Love Unlimited

I was in Australia, travelling by car from Newcastle to Sydney. It had been a very busy day and I was tired. I slouched down on the front seat beside the driver, hoping to get a little sleep on the way home.

Then I heard — the voice of a little girl talking very sadly to her mother. "Well I love him anyway," she said.

Instantly I was alert. Sitting behind me in the back seat was 6-year-old Suzanne looking at her mother and talking earnestly about something very important.

"What was that you said?" I asked.

"I love him anyway," said Suzanne, with tears in her voice.

"Whom do you love so much?" I asked.

"My dog," said Suzanne.

"But doesn't everybody love your dog?"

"No," said Suzanne. "My mamma doesn't."

"What sort of dog is it?" I asked. "Is it a very big one?"

"No," said Suzanne. "It's just a teeny-weeny pug puppy."

"And your mother doesn't love it?"

"No," said Suzanne. "And she wants to get rid of it."

"But why doesn't your mother love your dog?" I asked.

"Because he chewed up her new dress shoes and tore up some of her cloths."

"Oh that was bad of him," I said. "What else did he do?"

"He pulled a sheet off the cloths line. And he tore up a newspaper and left the pieces all over the garage."

"Anything else?"

"Oh, yes. When mother takes the trash outside he brings it right back. The other day he brought back a whole lot of melon rinds and piled them on the kitchen floor."

"I can see why Mother doesn't love him very much," I said. "How about Daddy? Does he love the puppy?"

"He doesn't love him either."

"Why not?"

"Well, you see, just after Daddy washed and polished his car the other day, my dog ran all over it with his muddy feet. And was Daddy angry!"

"I can understand that," I said. "You must have quite a lively little dog."

"Oh, he's bad," said Suzanne. "I know he's bad.

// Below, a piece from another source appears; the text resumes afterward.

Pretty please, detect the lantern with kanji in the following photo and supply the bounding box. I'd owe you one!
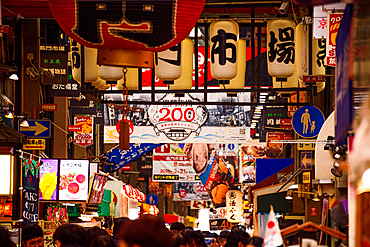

And Mamma doesn't love him and Daddy doesn't love him and nobody loves him--"

"Except you," I broke in."

"Cept me," said Suzanne. "I Love him anyway."

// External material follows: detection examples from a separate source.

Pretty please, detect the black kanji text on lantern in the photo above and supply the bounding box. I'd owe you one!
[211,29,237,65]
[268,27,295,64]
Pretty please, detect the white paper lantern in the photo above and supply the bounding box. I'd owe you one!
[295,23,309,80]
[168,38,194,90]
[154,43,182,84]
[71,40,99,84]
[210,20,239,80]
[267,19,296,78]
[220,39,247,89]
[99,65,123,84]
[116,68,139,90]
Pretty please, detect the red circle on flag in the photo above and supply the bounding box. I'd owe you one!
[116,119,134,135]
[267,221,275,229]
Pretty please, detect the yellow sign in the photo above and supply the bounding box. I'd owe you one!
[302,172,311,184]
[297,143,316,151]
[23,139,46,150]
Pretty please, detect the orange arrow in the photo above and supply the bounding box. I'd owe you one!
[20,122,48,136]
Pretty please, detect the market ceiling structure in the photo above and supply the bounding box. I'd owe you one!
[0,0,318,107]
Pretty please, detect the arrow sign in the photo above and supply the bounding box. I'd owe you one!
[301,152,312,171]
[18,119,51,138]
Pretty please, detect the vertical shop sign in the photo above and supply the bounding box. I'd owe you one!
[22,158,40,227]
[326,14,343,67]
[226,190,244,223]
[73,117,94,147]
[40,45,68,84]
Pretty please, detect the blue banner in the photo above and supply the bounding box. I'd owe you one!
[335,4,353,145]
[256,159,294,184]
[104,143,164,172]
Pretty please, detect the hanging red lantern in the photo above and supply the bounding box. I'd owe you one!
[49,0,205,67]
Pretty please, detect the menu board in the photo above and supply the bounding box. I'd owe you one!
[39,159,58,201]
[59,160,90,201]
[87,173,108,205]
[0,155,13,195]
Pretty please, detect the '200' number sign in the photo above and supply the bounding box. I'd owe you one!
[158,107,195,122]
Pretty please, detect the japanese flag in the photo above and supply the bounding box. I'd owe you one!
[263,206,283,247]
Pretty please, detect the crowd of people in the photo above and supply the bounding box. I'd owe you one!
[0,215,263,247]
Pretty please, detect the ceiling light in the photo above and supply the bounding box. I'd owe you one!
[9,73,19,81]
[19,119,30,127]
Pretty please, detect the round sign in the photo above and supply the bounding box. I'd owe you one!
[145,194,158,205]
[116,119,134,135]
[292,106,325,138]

Suddenly I thought of all the boys and girls in the world who are just like Suzanne little dog. Lively, mischievous, and naughty as can be — but their mothers love them anyway .

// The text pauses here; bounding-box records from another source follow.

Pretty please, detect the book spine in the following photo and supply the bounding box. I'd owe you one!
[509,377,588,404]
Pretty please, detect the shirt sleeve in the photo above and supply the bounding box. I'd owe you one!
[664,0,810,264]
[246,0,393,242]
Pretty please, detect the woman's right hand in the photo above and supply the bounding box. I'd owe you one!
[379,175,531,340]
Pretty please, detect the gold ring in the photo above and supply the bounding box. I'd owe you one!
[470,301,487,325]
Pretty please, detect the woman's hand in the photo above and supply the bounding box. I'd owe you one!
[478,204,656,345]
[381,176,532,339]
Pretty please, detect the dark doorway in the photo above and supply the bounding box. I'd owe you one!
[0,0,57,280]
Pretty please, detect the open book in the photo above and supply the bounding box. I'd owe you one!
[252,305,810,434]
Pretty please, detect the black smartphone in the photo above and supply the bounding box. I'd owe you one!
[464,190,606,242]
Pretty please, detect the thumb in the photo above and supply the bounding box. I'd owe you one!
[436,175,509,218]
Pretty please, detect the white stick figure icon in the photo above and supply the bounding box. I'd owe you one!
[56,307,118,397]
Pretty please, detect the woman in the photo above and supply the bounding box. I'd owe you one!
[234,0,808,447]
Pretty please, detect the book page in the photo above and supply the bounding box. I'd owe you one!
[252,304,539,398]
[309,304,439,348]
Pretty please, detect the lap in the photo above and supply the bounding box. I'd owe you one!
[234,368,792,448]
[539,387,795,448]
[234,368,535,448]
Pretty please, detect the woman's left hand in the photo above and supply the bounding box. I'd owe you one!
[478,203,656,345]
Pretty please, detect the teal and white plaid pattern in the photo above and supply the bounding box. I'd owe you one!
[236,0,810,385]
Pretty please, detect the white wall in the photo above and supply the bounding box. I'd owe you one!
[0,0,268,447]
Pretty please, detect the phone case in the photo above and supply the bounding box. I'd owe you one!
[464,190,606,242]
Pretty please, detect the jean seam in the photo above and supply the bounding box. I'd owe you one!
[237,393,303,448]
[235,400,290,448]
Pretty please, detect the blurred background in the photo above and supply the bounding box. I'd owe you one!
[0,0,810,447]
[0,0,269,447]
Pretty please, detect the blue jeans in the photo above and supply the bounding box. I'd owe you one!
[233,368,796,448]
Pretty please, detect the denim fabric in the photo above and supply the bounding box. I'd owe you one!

Isn't that the way your mother loves you? No matter what you do, no matter how bad you get sometimes, she still loves you, and will go on loving you as long as you live.

And that's how it is with Daddy, too.

God is like that. He never stops loving us despite all our mistakes of the length and breadth and height and depth of the love of God, and says it is beyond our understanding. It is. It is just too big. It is "as far as the east is from the west" and you could never measure that, could you?

God's love is without limit and without end.

Somehow little Suzanne felt the greatness of His love when she said, talking about her naughty dog, "I love him anyway."